– Нет, вы попробуйте, – настаивал Алексей Петрович, – дед, мама, попробуйте. Из самой Испании.
– Чудят…
– Этошто, этошто! Надо же, из каждой ягоды косточку вынуть. А она сладкая, ягода-то? – сомневалась Пелагея Ивановна, поднося оливку ко рту.
– Это же оливка, маслина. Как же она может быть сладкой?
– Что они внутри-то спрятали?
– Это я не скажу. Сами догадайтесь, по вкусу.
– Ой-ой-ой! Ни кисло, ни солоно.
Пелагея Ивановна от неожиданности (неизвестно, чего она ожидала от заморской ягоды) выплюнула полуразжеванную оливку на ладонь и побежала на кухню.
Но Петр Павлович внимательно покатал оливку по рту, пожевал и в конце концов проглотил.
– Остренькая. Только мала очень.
Пробовали и другие под гоготанье и смех. Видно, и другим ягода показалась мала, потому что зять-бригадир залез в банку столовой ложкой, зачерпнул ее с верхом. А уж анчоусы там, не анчоусы – разбирать некогда.
Воспользовавшись остановкой в питье и еде, профессор вышел в сени, развернул там свой главный сюрприз и решил, лихо заиграв, войти в переднюю избу, к людям. Там в это время громко, но отнюдь не стройно запели.
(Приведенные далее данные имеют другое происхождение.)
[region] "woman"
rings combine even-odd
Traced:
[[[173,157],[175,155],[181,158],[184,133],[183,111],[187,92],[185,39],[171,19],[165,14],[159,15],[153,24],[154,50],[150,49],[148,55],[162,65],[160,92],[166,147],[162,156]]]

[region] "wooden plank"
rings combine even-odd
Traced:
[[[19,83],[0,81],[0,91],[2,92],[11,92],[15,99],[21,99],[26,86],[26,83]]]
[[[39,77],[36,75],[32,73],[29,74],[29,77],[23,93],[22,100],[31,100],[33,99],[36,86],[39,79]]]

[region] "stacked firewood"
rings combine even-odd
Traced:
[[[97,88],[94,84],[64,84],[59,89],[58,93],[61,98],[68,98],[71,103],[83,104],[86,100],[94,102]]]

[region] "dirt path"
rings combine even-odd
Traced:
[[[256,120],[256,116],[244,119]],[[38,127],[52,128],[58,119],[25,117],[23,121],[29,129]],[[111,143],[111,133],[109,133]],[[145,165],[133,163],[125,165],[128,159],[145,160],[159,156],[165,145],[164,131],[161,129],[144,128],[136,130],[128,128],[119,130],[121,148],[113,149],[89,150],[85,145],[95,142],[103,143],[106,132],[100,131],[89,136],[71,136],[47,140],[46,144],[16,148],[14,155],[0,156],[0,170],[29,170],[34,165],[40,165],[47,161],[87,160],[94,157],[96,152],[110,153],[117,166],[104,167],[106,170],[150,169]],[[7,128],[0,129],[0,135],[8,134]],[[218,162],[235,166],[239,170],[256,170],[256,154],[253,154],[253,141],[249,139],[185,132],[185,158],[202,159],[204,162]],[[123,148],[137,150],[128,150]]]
Сразу подобрать мотив и подключиться к песне (это было бы очень эффектно) Алексей Петрович не мог, значит, надо ждать, когда пропоют, либо заиграть им наперекор.
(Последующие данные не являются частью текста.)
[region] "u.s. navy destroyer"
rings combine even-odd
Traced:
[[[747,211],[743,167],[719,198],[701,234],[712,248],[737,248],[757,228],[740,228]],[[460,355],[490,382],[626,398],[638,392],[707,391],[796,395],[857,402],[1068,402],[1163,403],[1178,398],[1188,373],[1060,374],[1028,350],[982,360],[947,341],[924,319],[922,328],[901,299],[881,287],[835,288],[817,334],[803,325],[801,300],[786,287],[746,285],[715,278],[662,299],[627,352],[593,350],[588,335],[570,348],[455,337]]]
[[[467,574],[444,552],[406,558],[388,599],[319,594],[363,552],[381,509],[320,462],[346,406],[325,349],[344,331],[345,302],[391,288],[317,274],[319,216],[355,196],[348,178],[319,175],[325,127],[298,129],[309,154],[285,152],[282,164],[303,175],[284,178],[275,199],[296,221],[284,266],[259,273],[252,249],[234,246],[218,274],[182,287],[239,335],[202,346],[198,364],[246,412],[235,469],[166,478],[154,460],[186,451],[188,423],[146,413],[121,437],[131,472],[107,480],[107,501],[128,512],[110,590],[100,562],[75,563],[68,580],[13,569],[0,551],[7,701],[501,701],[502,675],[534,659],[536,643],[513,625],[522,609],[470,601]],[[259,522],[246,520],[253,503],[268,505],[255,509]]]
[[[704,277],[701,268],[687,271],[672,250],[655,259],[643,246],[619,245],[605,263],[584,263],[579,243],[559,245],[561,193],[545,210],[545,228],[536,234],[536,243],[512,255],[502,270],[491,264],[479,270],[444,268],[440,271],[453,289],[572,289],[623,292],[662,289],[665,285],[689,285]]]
«Ах, эта свадьба, свадьба, свадьба!..» – орали мужчины и женщины за стелем. Алексей Петрович решился, подошел к порогу и рванул малиновые мехи. Замысловатый и неясный сперва перебор тотчас вышел на прямую мелодию, и оказалось, это – «Златые горы».
Тут могло быть только два варианта. Могли все вскочить от удивления и восторга, оборвав песню, и засыпать вопросами: как, откуда, каким образом?! Могли также (более естественный вариант) сразу сменить, бросить эту «Свадьбу» и подхватить под Алексееву гармонь то, что она диктовала и требовала.
Произошло третье: поющие, нисколько не удивившись самому факту появления гармони в руках Алексея Петровича, приняли его игру как вызов и заорали еще громче (впрочем, и разрозненнее) – кто кого пересилит. В конце концов ни гармонь не перешла на песню, подладившись к ней, ни песня не переключилась на гармонный мотив, а все слилось в невообразимом шуме, а потом рассыпалось на мелкие смешки, возгласы, говор.
Музыкальная стычка прекратилась, но ощущение стычки осталось в душе, по крайней мере у Алексея Петровича. И главное – не спросил никто: откуда гармонь, почему гармонь?
Немного обидевшись на такое равнодушие, профессор начал потихонечку задираться. Может быть, и не сознательно, но такой нашел стих. Как раз бригадир хвалился чем-то в своем колхозе – не то досрочной прополкой, не то досрочным силосованием.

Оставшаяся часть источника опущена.